Qualcosa da sapere sulle tasse - parte prima

Chiedo scusa in anticipo perchè questo intervento sarà articolato in due post lievemente tecnici, tuttavia nulla che non possa essere capito anche uno studente dell'ultimo anno delle superiori, per lo meno di quelli che erano giovani quando si sentiva questa canzone

La ricompensa per le fatiche che patiremo sarà però elevata perchè ci permetterà di comprendere alcune cose che in genere non si percepiscono, se non si ha almeno una infarinatura di economia.

Cosa succede quando tassiamo un bene?
Chi paga la tassa? 
Perchè si dice che tassare deprime l'economia?

Per rispondere iniziamo con introdurre un concetto elementare. 
Perchè si produce una certa quantità di un certo bene e lo si vende proprio a quel prezzo?
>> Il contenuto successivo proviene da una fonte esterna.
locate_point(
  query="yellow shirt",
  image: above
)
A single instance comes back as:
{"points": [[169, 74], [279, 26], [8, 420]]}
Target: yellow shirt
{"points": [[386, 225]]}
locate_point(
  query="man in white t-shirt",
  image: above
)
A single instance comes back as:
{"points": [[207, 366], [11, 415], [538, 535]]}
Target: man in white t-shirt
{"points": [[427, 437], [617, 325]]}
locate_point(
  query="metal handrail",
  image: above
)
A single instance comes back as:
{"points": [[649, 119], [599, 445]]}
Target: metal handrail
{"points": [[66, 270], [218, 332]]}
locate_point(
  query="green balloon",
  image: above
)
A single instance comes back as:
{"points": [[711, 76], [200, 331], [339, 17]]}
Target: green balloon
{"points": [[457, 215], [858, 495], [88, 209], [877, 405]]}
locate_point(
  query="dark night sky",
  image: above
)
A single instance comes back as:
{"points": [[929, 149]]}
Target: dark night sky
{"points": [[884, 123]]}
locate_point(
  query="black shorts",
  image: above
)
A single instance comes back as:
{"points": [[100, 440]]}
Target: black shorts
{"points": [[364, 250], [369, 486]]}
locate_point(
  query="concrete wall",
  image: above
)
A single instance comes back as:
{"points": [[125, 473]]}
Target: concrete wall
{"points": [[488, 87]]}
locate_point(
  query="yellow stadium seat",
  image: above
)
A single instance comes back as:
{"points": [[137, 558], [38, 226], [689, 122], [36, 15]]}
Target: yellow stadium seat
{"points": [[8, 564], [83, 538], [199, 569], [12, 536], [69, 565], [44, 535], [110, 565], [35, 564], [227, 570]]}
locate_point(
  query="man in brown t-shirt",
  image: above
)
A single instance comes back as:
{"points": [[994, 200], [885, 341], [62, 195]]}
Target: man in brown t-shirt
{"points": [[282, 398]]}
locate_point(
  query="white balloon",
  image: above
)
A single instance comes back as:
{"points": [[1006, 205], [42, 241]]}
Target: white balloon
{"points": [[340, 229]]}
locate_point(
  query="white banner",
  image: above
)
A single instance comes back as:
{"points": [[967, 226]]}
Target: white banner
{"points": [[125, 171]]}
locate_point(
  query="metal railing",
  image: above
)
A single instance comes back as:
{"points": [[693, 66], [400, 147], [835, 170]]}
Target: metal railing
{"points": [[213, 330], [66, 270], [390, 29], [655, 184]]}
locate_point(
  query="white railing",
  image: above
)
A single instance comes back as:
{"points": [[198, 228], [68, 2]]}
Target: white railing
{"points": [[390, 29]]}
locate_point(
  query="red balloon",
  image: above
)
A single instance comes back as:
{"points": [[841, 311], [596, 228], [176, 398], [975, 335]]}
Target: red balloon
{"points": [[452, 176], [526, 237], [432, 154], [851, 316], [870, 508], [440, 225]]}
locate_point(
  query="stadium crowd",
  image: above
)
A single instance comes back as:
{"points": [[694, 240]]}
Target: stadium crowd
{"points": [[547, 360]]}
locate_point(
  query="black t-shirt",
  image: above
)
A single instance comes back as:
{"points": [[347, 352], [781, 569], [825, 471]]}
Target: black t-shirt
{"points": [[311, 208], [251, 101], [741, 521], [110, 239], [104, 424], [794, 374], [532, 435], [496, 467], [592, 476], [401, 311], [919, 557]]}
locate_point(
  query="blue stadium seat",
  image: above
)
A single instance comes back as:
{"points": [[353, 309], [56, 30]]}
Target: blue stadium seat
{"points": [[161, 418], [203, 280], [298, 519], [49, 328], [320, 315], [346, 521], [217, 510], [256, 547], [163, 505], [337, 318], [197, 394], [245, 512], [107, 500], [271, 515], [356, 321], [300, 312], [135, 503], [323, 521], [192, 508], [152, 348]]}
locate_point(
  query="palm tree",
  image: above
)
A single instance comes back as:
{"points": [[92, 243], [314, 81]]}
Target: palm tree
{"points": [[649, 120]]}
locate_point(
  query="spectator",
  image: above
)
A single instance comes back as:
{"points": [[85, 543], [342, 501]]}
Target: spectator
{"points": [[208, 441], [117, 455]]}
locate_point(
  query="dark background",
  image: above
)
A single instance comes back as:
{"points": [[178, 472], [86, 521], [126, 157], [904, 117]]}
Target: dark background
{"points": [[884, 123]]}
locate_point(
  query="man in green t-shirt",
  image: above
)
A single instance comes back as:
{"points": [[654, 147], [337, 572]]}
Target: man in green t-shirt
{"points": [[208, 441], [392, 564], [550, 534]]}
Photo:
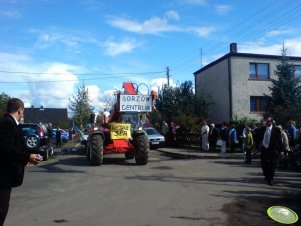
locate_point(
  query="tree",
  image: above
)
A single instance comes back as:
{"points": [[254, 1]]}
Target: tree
{"points": [[183, 106], [3, 102], [284, 103], [81, 106]]}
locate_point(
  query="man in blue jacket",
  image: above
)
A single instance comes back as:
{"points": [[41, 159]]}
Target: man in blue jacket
{"points": [[13, 158], [232, 138]]}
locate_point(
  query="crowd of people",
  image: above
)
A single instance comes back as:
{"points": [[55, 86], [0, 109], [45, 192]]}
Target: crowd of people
{"points": [[266, 138]]}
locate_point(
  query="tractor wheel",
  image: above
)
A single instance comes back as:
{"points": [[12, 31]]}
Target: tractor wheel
{"points": [[96, 150], [142, 148], [129, 155]]}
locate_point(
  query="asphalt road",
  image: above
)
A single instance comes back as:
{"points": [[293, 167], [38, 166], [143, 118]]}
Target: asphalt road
{"points": [[65, 190]]}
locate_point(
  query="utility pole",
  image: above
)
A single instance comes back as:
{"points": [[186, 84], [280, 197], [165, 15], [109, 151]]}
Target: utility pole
{"points": [[201, 55], [167, 75]]}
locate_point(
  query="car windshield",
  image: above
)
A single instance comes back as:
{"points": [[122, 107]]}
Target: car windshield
{"points": [[151, 131]]}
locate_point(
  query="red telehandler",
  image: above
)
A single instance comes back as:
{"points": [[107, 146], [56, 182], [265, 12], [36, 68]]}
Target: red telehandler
{"points": [[123, 133]]}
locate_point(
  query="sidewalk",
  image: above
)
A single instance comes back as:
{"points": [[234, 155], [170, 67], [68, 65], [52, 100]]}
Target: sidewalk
{"points": [[187, 152]]}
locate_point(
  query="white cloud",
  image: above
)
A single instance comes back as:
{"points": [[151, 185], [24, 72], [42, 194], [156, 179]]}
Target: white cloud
{"points": [[222, 9], [71, 40], [114, 48], [193, 2], [30, 87], [11, 13], [279, 32], [51, 94], [155, 25], [92, 4], [204, 31], [172, 14]]}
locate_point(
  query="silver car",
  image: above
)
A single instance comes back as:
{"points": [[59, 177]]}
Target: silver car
{"points": [[155, 138]]}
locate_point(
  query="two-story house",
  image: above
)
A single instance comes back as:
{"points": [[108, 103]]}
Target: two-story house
{"points": [[237, 82]]}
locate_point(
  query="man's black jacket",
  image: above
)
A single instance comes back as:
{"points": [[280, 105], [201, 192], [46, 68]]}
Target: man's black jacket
{"points": [[12, 156]]}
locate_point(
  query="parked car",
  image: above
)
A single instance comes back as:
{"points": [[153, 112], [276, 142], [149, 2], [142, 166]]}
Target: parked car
{"points": [[64, 135], [35, 139], [155, 138]]}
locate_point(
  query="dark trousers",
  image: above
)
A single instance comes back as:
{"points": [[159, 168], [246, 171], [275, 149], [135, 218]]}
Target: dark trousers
{"points": [[248, 155], [232, 146], [212, 144], [4, 204], [268, 163]]}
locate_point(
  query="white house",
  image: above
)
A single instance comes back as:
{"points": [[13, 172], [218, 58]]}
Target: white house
{"points": [[237, 83]]}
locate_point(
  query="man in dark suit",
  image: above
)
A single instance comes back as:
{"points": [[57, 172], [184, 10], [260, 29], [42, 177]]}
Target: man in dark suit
{"points": [[13, 158], [270, 137]]}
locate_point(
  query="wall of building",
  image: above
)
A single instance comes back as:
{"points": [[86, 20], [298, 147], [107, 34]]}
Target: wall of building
{"points": [[243, 87], [215, 82]]}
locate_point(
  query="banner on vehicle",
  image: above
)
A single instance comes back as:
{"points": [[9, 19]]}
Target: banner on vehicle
{"points": [[120, 131], [135, 103]]}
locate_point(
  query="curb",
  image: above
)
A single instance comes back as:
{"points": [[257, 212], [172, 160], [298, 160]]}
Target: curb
{"points": [[180, 153]]}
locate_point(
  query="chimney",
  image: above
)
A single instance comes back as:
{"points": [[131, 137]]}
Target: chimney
{"points": [[233, 48]]}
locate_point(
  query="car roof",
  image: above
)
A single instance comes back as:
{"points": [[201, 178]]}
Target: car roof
{"points": [[29, 124]]}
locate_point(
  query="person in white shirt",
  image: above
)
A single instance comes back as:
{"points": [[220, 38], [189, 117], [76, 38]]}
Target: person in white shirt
{"points": [[204, 135]]}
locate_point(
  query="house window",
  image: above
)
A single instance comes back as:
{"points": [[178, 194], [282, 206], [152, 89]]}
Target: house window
{"points": [[259, 71], [257, 103], [297, 71]]}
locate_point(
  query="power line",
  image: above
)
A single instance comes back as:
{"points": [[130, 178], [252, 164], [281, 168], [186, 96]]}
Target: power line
{"points": [[232, 28], [258, 21], [85, 79], [79, 74]]}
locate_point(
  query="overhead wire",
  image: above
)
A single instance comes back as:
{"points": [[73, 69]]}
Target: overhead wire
{"points": [[267, 17], [233, 27], [121, 75]]}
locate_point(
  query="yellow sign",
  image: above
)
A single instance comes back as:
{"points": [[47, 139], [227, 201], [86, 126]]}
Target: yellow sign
{"points": [[120, 131]]}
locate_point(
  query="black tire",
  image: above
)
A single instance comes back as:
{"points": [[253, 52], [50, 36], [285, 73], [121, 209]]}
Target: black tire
{"points": [[129, 155], [141, 144], [32, 142], [46, 155], [96, 150], [51, 151]]}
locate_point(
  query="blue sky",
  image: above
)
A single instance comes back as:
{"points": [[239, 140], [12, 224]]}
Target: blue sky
{"points": [[50, 47]]}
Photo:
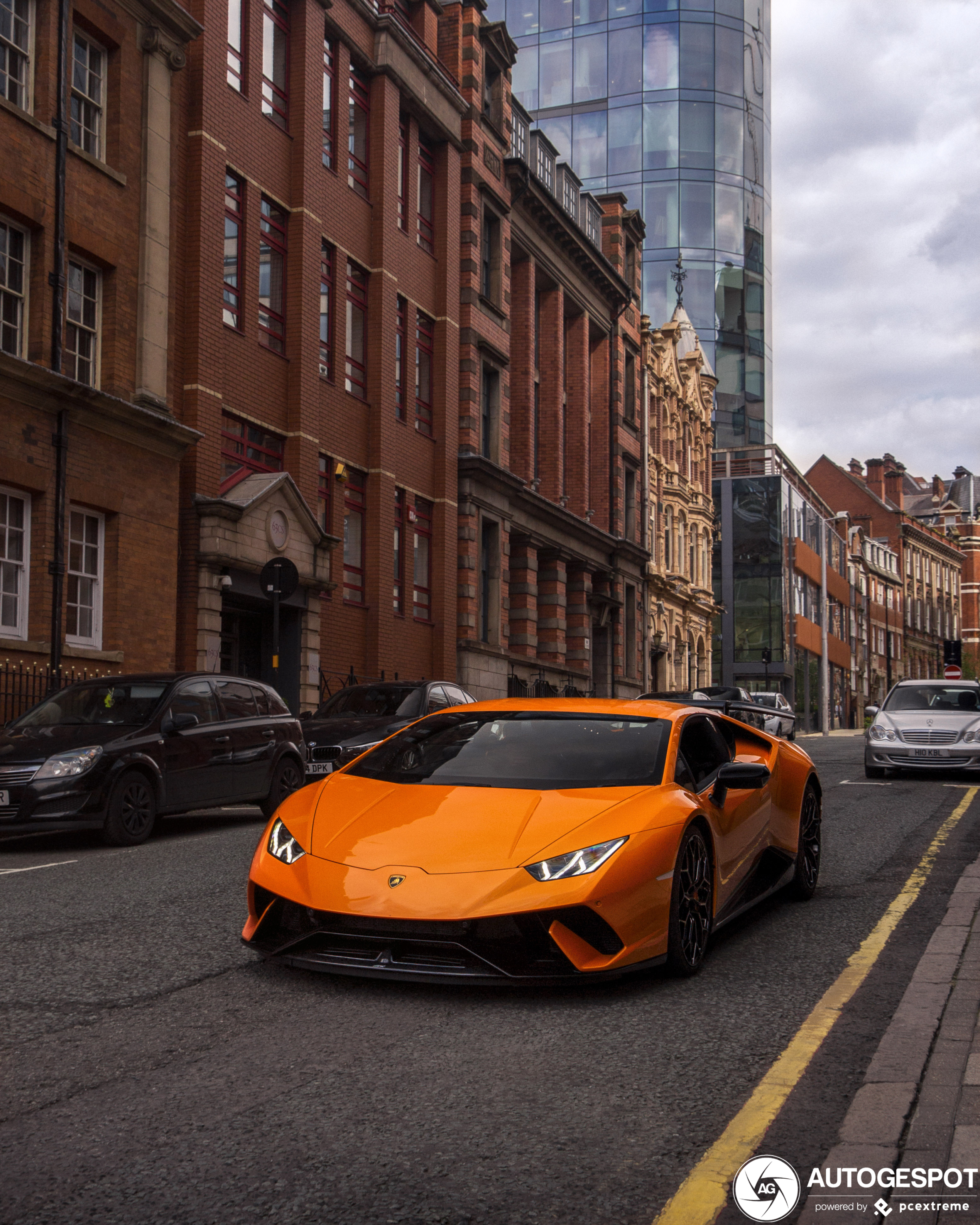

Noi tutti abbiamo sentito dire almeno una volta nella vita che il prezzo è dato dall'incrocio tra la domanda e l'offerta. Disegnamole.


Facciamo l'ipotesi più semplice. Ci sono infinite aziende ed infiniti consumatori, e nessuno ha la forza per influenzare il mercato. 

Immaginiamo di riferirci alla domanda ed offerta di birra (la mia altra passione).

Tracciamo un piano cartesiano: sull'asse X indichiamo i litri di birra prodotti o producibili e sull'asse Y il prezzo al litro. 

L'offerta può essere rappresentata da una retta inclinata positivamente perchè più aumenta il prezzo della birra, più ci saranno operatori disposti ad entrare ex novo nel settore e altri operatori (quelli che già producevano a prezzi inferiori) saranno disposti a far fare gli straordinari ai dipendenti.

La domanda è una retta inclinata negativamente perchè quando la birra costa come lo champagne anche a me verrebbe il dubbio se non sia il caso di spendere diversamente i miei soldi.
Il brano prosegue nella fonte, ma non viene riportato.